Occurrence properties of ducted whistler‐mode signals from the new VLF transmitter at Siple Station, Antarctica

Abstract

A new VLF transmitter called Jupiter was installed at Siple Station, Antarctica (L ∼4.3) in 1979. A study has been made of the occurrence properties of magnetospheric signals from the transmitter detected at the conjugate station, Roberval, Canada and in the two‐hop mode at Siple in 1980. The diurnal variation of the signals exhibited the previously noted major activity peak near dawn and a secondary peak near dusk. The former is believed to be due to a corresponding peak in resonant particle fluxes within the outer plasmasphere and the latter to destabilization of energetic particles that locally penetrated the evening bulge of the plasmasphere. The propagation paths followed by the better defined 2–4 kHz Siple signals had equatorial radii in the range 4 <L < 4.75. This region maps at 100 km altitude to a north–south range of approximately ±150 km, centered on the latitude of Siple. The east–west range is believed to have been of comparable size.
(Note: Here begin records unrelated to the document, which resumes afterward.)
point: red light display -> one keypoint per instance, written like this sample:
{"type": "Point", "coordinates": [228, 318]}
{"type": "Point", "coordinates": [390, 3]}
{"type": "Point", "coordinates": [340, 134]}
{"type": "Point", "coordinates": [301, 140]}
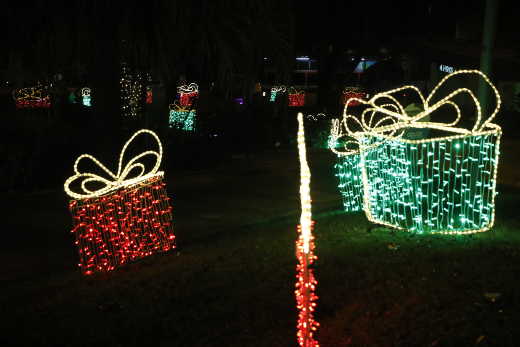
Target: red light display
{"type": "Point", "coordinates": [187, 99]}
{"type": "Point", "coordinates": [128, 224]}
{"type": "Point", "coordinates": [305, 292]}
{"type": "Point", "coordinates": [32, 97]}
{"type": "Point", "coordinates": [296, 99]}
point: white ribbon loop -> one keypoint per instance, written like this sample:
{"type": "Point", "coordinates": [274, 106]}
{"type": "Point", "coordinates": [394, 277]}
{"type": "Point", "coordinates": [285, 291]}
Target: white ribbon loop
{"type": "Point", "coordinates": [121, 178]}
{"type": "Point", "coordinates": [392, 119]}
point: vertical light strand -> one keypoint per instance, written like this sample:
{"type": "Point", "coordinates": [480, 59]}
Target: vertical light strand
{"type": "Point", "coordinates": [305, 280]}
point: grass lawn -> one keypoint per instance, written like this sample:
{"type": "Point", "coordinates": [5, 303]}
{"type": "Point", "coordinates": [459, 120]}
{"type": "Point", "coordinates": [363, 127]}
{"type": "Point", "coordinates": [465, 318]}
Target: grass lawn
{"type": "Point", "coordinates": [231, 281]}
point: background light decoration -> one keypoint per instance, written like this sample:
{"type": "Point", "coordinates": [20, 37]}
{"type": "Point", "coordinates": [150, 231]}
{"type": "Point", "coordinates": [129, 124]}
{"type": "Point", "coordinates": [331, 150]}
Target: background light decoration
{"type": "Point", "coordinates": [274, 91]}
{"type": "Point", "coordinates": [131, 92]}
{"type": "Point", "coordinates": [85, 95]}
{"type": "Point", "coordinates": [296, 97]}
{"type": "Point", "coordinates": [352, 92]}
{"type": "Point", "coordinates": [32, 97]}
{"type": "Point", "coordinates": [441, 184]}
{"type": "Point", "coordinates": [188, 94]}
{"type": "Point", "coordinates": [305, 280]}
{"type": "Point", "coordinates": [182, 118]}
{"type": "Point", "coordinates": [149, 95]}
{"type": "Point", "coordinates": [128, 218]}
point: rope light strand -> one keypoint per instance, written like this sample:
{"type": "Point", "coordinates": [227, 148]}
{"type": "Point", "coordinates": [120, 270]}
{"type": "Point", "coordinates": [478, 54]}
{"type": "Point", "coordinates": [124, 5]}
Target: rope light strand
{"type": "Point", "coordinates": [305, 280]}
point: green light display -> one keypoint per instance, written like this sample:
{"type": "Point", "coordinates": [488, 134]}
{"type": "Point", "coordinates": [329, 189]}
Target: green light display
{"type": "Point", "coordinates": [433, 186]}
{"type": "Point", "coordinates": [182, 119]}
{"type": "Point", "coordinates": [348, 171]}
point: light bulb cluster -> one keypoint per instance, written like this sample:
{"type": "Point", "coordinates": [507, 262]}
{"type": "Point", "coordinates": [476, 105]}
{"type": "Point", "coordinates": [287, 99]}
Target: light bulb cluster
{"type": "Point", "coordinates": [128, 218]}
{"type": "Point", "coordinates": [32, 97]}
{"type": "Point", "coordinates": [305, 280]}
{"type": "Point", "coordinates": [132, 92]}
{"type": "Point", "coordinates": [188, 94]}
{"type": "Point", "coordinates": [296, 97]}
{"type": "Point", "coordinates": [149, 95]}
{"type": "Point", "coordinates": [85, 96]}
{"type": "Point", "coordinates": [442, 184]}
{"type": "Point", "coordinates": [352, 93]}
{"type": "Point", "coordinates": [181, 118]}
{"type": "Point", "coordinates": [275, 90]}
{"type": "Point", "coordinates": [129, 224]}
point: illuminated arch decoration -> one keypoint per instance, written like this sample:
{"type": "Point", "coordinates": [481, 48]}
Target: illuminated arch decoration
{"type": "Point", "coordinates": [188, 94]}
{"type": "Point", "coordinates": [296, 97]}
{"type": "Point", "coordinates": [275, 90]}
{"type": "Point", "coordinates": [305, 280]}
{"type": "Point", "coordinates": [126, 217]}
{"type": "Point", "coordinates": [85, 96]}
{"type": "Point", "coordinates": [353, 93]}
{"type": "Point", "coordinates": [32, 97]}
{"type": "Point", "coordinates": [182, 118]}
{"type": "Point", "coordinates": [444, 184]}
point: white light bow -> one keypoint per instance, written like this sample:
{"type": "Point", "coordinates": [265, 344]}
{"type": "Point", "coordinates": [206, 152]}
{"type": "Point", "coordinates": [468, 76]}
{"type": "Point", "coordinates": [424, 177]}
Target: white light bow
{"type": "Point", "coordinates": [394, 121]}
{"type": "Point", "coordinates": [120, 179]}
{"type": "Point", "coordinates": [278, 89]}
{"type": "Point", "coordinates": [190, 88]}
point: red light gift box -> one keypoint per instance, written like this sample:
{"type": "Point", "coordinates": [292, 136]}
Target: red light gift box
{"type": "Point", "coordinates": [296, 98]}
{"type": "Point", "coordinates": [128, 218]}
{"type": "Point", "coordinates": [188, 94]}
{"type": "Point", "coordinates": [32, 97]}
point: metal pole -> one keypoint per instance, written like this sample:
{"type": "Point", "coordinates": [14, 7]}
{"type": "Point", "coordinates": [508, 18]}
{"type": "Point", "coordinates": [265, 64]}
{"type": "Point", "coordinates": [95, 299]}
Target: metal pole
{"type": "Point", "coordinates": [486, 57]}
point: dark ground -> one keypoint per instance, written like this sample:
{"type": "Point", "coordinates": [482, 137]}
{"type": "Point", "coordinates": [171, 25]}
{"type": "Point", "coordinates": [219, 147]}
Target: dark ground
{"type": "Point", "coordinates": [231, 280]}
This concentration of signal paths is attributed to the effects of an injected wave power threshold for fast temporal wave growth in the magnetosphere, combined with spatial variation in ionospheric illumination by the transmitter. Also important was a concentration of operator‐selected transmitter frequencies below 4 kHz, which permitted ducted propagation (i.e., f < ƒ_Heq/2, where ƒ_Heq is the equatorial gyrofrequency) on paths beginning nearly overhead at ∼ 100 km altitude. The data are consistent with the existence of a relatively narrow north–south separation of ∼ 100 km or less between the ionospheric point of wave injection and the field lines of the duct itself. The Siple transmitter has been able to induce magnetospheric wave growth and triggered emissions over the range 0.2 < ƒ/ƒ_Heq < 0.5. These results differ from the reported concentration at ƒ/ƒ_Heq ∼0.5 of discrete emission triggering by whistlers and by certain VLF transmitters. Enhanced Siple signal activity at ground stations has resulted from increases in transmitter power, a notable change from 1978 to 1980 being in the 2–3 kHz range, where Jupiter realized its largest (∼10 dB) power advantage over Zeus.